Publié le: 4 juin 2026 / Actualisé: 23 juillet 2026

Lorsque l'hôpital Sahyadri de Pune a annoncé en avril 2026 que son équipe de neurochirurgie avait réalisé plus de 750 décompressions microvasculaires (DMV) en cinq ans, ce titre ne reflétait qu'une partie de l'histoire. Une analyse plus approfondie, s'appuyant sur 22 ans d'expérience et plus de 2 700 interventions, a révélé une réalité bien plus importante : un centre devenu discrètement l'une des références en Inde pour les patients souffrant de certaines des affections neurologiques les plus complexes et les plus méconnues.

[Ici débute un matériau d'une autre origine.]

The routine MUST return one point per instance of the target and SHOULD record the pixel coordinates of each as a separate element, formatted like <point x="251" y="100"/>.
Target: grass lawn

Pour les millions de personnes dans le monde souffrant de névralgie du trijumeau, de spasme hémifacial ou de névralgie glossopharyngienne, cette étape représentait bien plus qu'un simple chiffre. Elle témoignait de l'accès à des soins chirurgicaux de pointe et à grande échelle pour ces affections.

Qu’est-ce que la décompression microvasculaire (DMV) ?

Avant de comprendre ce que représente cette étape importante, il est utile de savoir ce qu'implique réellement le MVD.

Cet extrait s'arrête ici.